Basking in the warmth and restorative effects of a gentle sauna, Finnish women of past generations gave birth. In fact, says Peräsalo, it is still possible to find Finns who were born in saunas.
Saunas provided an important threshold for young men, he says. Children would sauna with their parents. Outside of family, men and women usually took saunas separately. "When a young boy could go with his daddy or grandpa to the sauna, everyone knew that he was going to the sauna with men. It was a huge step for a boy.
"In medieval times they had saunas everywhere in Europe," Peräsalo says. But without strict Finnish rituals and segregation of the sexes, most saunas degenerated into bordellos. "They spread sexually transmitted diseases, especially syphilis. Officials felt they had to close them." Once banned, the sauna disappeared from many cultures, surviving only in Finland, northwestern Russia and Estonia.
The epitome of the Finnish tradition is the "smoke" sauna. The sauna of centuries past, the smoke sauna is heated by an unvented stove - in its simplest form, a hearth of rocks fired to glowing red. For hours, as split birch burns, smoke billows from the open window and door. After the fire dies and smoke clears, the sauna is closed up, and the hot rocks raise the temperature inside the room. "Every good smoke sauna burns down every five years," Peräsalo quips. In fact, it has been nine years since the sauna we enter now has burned down.
Many a fire has blackened these log walls and imparted the faint smell of wood smoke. The temperature is near boiling, but I find the deep gloom relaxing. So does Peräsalo. He dashes the rocks with a ladle of water. Vapor covers us like a warm blanket. "The löyly is soft," Peräsalo says. Why is that? Perhaps because of the long heating time, the darkness of the walls, or even the ionization of the air, he muses. "But it's so complicated I don't get into it. A sauna can't be that complicated." We peer out the long, narrow window, imagining the coolness of the birch and the sea.
When we are satiated with heat, Peräsalo points me toward the scrub room, where a kylvettäjä waits by a padded table. She is middle-aged, built as sturdy as a stump. I flop onto the table. With a soaped luffa, she scrubs with terrifying efficiency - back twice, then front twice. Satisfied my freckles are indelible, she washes my hair and sends me back to the saunas.
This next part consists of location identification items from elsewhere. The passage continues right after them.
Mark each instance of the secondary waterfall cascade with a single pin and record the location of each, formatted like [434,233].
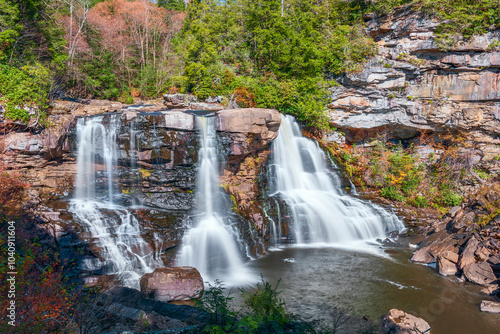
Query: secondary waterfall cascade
[116,230]
[210,245]
[320,212]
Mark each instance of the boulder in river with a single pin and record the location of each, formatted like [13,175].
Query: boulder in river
[467,257]
[400,322]
[172,284]
[489,306]
[446,267]
[479,273]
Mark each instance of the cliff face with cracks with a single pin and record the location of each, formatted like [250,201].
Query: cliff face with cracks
[412,86]
[157,154]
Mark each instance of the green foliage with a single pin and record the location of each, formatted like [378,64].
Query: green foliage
[25,87]
[279,55]
[401,175]
[9,26]
[266,312]
[392,193]
[178,5]
[216,304]
[463,18]
[265,304]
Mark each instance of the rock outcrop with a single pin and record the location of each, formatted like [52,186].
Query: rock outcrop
[414,86]
[173,284]
[490,307]
[156,158]
[248,133]
[400,322]
[470,244]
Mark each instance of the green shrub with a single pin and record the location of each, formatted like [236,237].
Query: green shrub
[392,193]
[449,198]
[420,201]
[25,87]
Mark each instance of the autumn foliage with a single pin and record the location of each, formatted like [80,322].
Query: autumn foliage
[123,46]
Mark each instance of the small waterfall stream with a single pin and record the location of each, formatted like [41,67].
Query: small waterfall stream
[116,230]
[320,212]
[211,244]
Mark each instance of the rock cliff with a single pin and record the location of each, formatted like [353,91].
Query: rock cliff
[157,155]
[413,86]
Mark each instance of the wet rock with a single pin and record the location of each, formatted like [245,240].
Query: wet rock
[172,284]
[178,101]
[263,122]
[467,257]
[453,211]
[450,256]
[135,299]
[400,322]
[479,273]
[125,312]
[489,306]
[434,245]
[461,221]
[412,86]
[423,255]
[446,267]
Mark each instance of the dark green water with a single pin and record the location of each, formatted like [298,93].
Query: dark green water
[314,279]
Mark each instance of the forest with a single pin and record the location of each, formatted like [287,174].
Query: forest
[276,54]
[286,55]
Relaxed to exhaustion, I consider Peräsalo's advice: "Too much is always too much." Time to quit, perhaps. But then I think of William Blake: "You never know what is enough unless you know what is more than enough."
I head to the hottest sauna once again. I imagine I know how a baked potato feels. Fully cooked, I charge out the door and race down the path, onto the dock, down the ladder and into the cold Baltic. Icy daggers pierce my legs, my belly, my chest. I float neck deep for a bitter second. That is more than enough. I scramble back up the ladder. Suddenly I am filled with an intoxicating sense of warmth, even as I stand naked in the crisp Baltic air.